Using the Migrate module to handle big data imports
We recently migrated a large, popular radio site from a bespoke .NET application to Drupal. Migrating large amounts of content, users, tags, relationships and files is made easier with the migrate module. Here's how we did it.
There is always a fear surrounding the decision to move a site or application to a new platform, new host, new database engine. Nobody can truly predict, at least with any absolute certainty that it will go smoothly, or that it will work out well. Then, once the decision to make the move has been made, the bigger task of working out how the move will be made must be played out.
We recently moved a very large digital-media focused site, NovaFM, to Drupal and these were the concerns that we were faced with. How do we move all that content, media, users, tags, relationships, to Drupal? Especially considering the client had a custom CMS that used a MS-SQL database.

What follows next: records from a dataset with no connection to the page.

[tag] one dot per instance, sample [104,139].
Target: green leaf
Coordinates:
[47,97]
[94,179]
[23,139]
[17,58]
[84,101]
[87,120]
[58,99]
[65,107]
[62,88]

This was the task I was facing and naive, positively charged me thought, no problem. Initially I thought it would be best to write some custom shell-based PHP for copying the data over from the existing database, how quickly I was proven wrong.
In came the Migrate module.
Lets have a look at a very simple Migration for this project I was working on, and we can build on that Migration through the rest of this post.
class ArticlesMigration extends Migration { public function __construct() { parent::__construct(MigrateGroup::getInstance()); $this->description = 'Imports articles'; $fields = array( 'Title', 'Description', ); $query = db_select('articles', 'a') ->fields('a', $fields); $this->source = new MigrateSourceSQL($query); $this->destination = new MigrateDestinationNode('article'); $pkmap = array('article_id' => array('type' => 'int', 'unsigned' => TRUE, 'not null' => TRUE, 'alias' => 'a')); $this->map = new MigrateSQLMap($this->machineName, $pkmap, MigrateDestinationNode::getKeySchema()); $this->addSimpleMappings(array('title')); $this->addFieldMapping('body', 'description') ->arguments(array('format' => 'full_html')); } }
This is as simple as it gets. Create a module, have a dependency of the 'Migrate' module, create a class and define your migration.
Lets go through what is happening above.
- Give your migration class a name unique to your project.
- In your constructor, construct the parent and you can pass a reference here to a specific instance, but we'll leave this blank.
- Give your migration a description - this can help if you are building many migrations. The Migrate module UI can easily become confusing.
- Define your source fields, you dont need to do it separately from your query, but when you are dealing with lots of columns, it can be much easier to read if they are kept separate.
- Define your destination. This is the node type to create with your articles. The destination can also be an instance of several other classes to accomodate for Terms (MigrateDestinationTerm) or Users (MigrateDestinationUser) or Media (MigrateDestinationMedia provided by Migrate Extras,) but we wont be covering those in this post.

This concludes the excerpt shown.